Eluwa: A Conversational LoRA for Facebook's OPT 2.7b Architecture

logo

Eluwa is a fine-tuned Low-Rank Adapter (LoRA) model for Facebook's OPT 2.7b. It is trained on the Stanford Alpaca dataset. The idea was that OPT 2.7 was too curt (and frankly, a bit of an asshole) for a model of its size, and that we could finetune it like Alpaca did to Llama.

This repository contains the Eluwa 2.7b 2 epoch model, which represents a significant improvements in question-answering ability compared to the default OPT 2.7b model. Below are the results of Vicuna-style testing: 80 questions in various categories, with the responses rated by GPT-4.

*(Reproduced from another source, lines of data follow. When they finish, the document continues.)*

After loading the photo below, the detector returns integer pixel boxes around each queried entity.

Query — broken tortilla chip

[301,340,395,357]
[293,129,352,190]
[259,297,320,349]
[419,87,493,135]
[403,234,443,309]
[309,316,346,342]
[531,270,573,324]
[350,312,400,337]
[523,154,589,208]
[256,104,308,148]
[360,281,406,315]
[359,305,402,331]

Model OPT 2.7b base Eluwa 2.7b 1000 iter Eluwa 2.7b 2 epoch
Generic 22 44 57
Knowledge 35 60 72
Roleplay 29 38 58
Common sense 20 48 50
Fermi 4 28 23
Counterfactual 5 24 23
Coding 2 7 7
Math 0 3 3
Writing 8 19 19
Total 125 271 312

(A sheet of questions, answers and GPT's reviews are also included in this repo).

Because of its small size, Eluwa can be used as research into conversational models with older and slower hardware. To load it in a UI like oobabooga, download the model's .bin and .json files, put them in a folder inside the /loras folder, and load it with the OPT 2.7b model.